I am more and more conscious of how this happens and how I've sometimes done it to myself. I don't do it often because I don't get mad that often but I am aware that the actions we take when angry, sometimes are quite self-destructive.
Example: I had a friend who was paying $1750 a month rental on his apartment. His rent was raised to $1800 and he blew up at the landlord, called him names and announced he was moving out of that overpriced shithole. What was the outcome? Well, the landlord had no trouble renting the room to a new tenant, probably for more than $1800. Meanwhile, my friend went through the hassle of finding a new place and moving…and the cheapest apartment he found was $1810 for not as big or as nice an apartment.
Yeah, he sure showed that landlord, didn't he?
Lately, I see this thing occurring time after time. There are moments when anger is justified and perhaps even effective…but often it is neither and you just wind up making things worse for yourself.

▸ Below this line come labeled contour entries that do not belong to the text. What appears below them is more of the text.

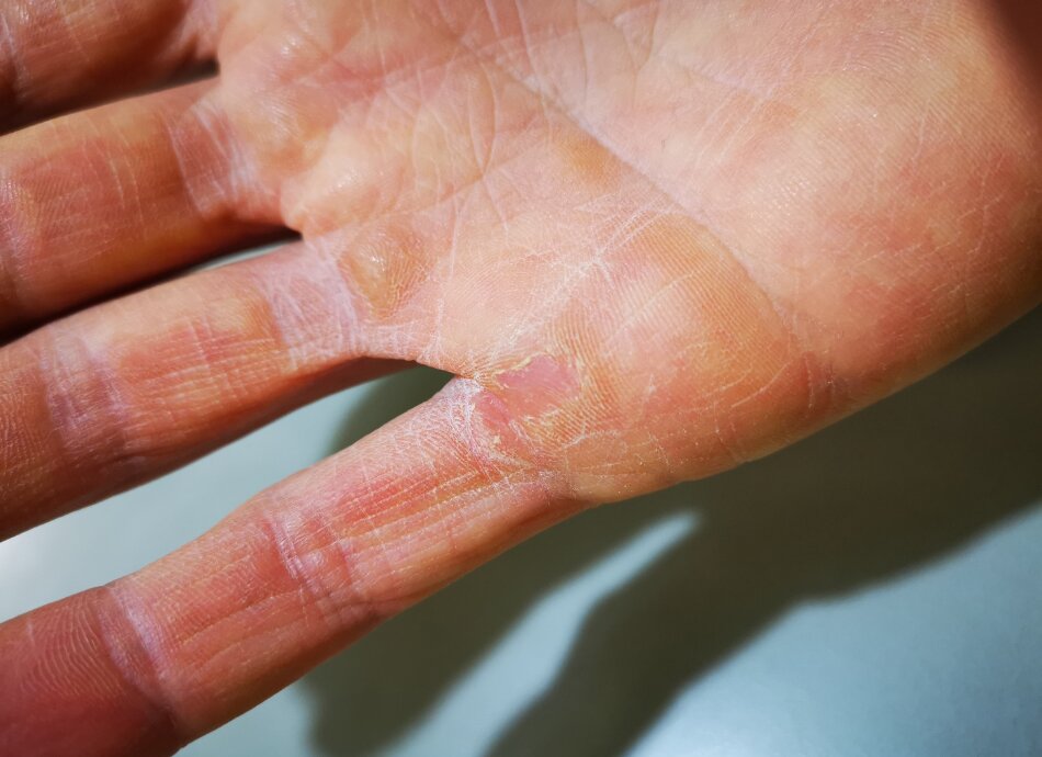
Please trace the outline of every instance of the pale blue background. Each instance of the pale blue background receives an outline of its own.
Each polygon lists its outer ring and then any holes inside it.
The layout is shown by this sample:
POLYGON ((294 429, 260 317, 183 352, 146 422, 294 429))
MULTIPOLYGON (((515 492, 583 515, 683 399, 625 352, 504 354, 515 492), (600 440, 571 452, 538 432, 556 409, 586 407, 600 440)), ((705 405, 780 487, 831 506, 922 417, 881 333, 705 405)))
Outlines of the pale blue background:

In the case of my doctor visit, if I'd walked out, I might not have been able to get another appointment with this specialist, My regular physician sent me to him because he thought this guy was the best in the business at solving problems like mine. It was tough to get the appointment and the next opening might have been months off. He's very busy and certainly would not have missed having me as a patient.

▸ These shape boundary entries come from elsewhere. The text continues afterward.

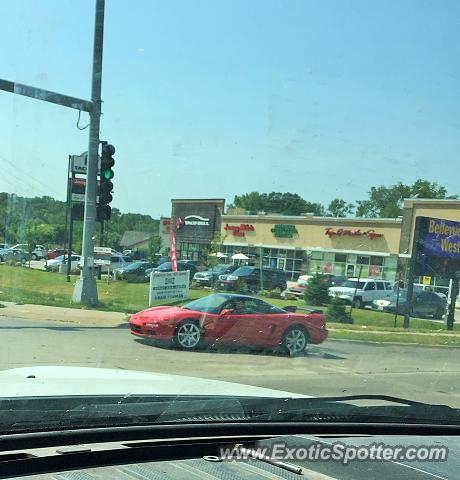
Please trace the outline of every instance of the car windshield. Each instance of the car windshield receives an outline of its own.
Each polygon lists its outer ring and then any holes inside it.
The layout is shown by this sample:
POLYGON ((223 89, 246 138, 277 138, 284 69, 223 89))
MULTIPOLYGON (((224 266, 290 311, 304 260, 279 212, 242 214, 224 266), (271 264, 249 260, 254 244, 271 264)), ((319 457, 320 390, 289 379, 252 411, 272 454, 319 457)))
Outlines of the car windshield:
POLYGON ((251 267, 238 267, 232 275, 250 275, 254 272, 254 269, 251 267))
POLYGON ((133 262, 124 267, 125 271, 130 271, 130 270, 136 270, 139 267, 142 267, 143 265, 147 265, 145 262, 133 262))
POLYGON ((2 7, 0 471, 3 420, 460 408, 460 1, 2 7))
POLYGON ((346 288, 364 288, 364 282, 358 282, 357 280, 347 280, 342 283, 341 287, 346 288))
POLYGON ((208 295, 204 298, 186 303, 182 308, 186 310, 195 310, 197 312, 217 314, 221 311, 222 305, 227 301, 228 297, 225 295, 208 295))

I might have wound up waiting two weeks to go to someone not as good…and going to that appointment, filling out the New Patient forms, waiting for that doctor to be able to see me, having the consultation and going home might have taken two hours. It might have taken more. By not letting my anger control the situation…by not seizing on some momentary feeling of punching back, I got good help seven minutes later.

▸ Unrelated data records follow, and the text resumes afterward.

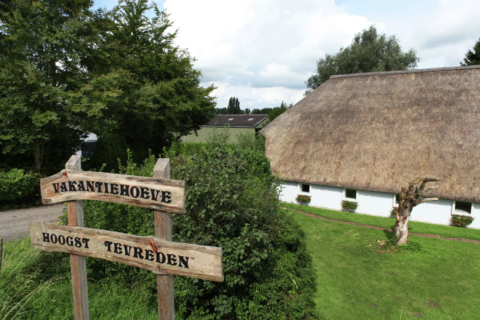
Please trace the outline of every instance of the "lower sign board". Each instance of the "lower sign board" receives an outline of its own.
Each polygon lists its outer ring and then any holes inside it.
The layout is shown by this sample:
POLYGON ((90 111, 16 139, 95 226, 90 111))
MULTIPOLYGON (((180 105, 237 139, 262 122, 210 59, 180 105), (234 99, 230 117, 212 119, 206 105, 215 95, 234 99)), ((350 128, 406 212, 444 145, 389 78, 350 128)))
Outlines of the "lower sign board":
POLYGON ((223 281, 222 248, 97 229, 30 222, 32 246, 109 260, 149 270, 223 281))

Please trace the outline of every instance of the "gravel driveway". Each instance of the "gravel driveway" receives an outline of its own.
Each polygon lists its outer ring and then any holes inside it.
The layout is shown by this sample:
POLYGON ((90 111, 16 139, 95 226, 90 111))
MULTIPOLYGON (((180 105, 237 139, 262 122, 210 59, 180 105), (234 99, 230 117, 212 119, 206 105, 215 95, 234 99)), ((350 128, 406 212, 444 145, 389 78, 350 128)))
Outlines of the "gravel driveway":
POLYGON ((56 222, 63 209, 63 204, 60 203, 0 211, 0 238, 4 241, 24 238, 30 234, 29 222, 56 222))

Yes, I should not have had to wait close to two hours for a fifteen-minute appointment but I couldn't do anything about that. My only choices were to stay or go and I think "stay" was the right option for me, whereas "go" would have been like that baseball bat thing I mentioned.
And I guess the reason I don't get mad very often is that I've learned it usually causes me to do the wrong thing. That's something I need to remember for my own good. You might want to think about whether it would help you to remember it too.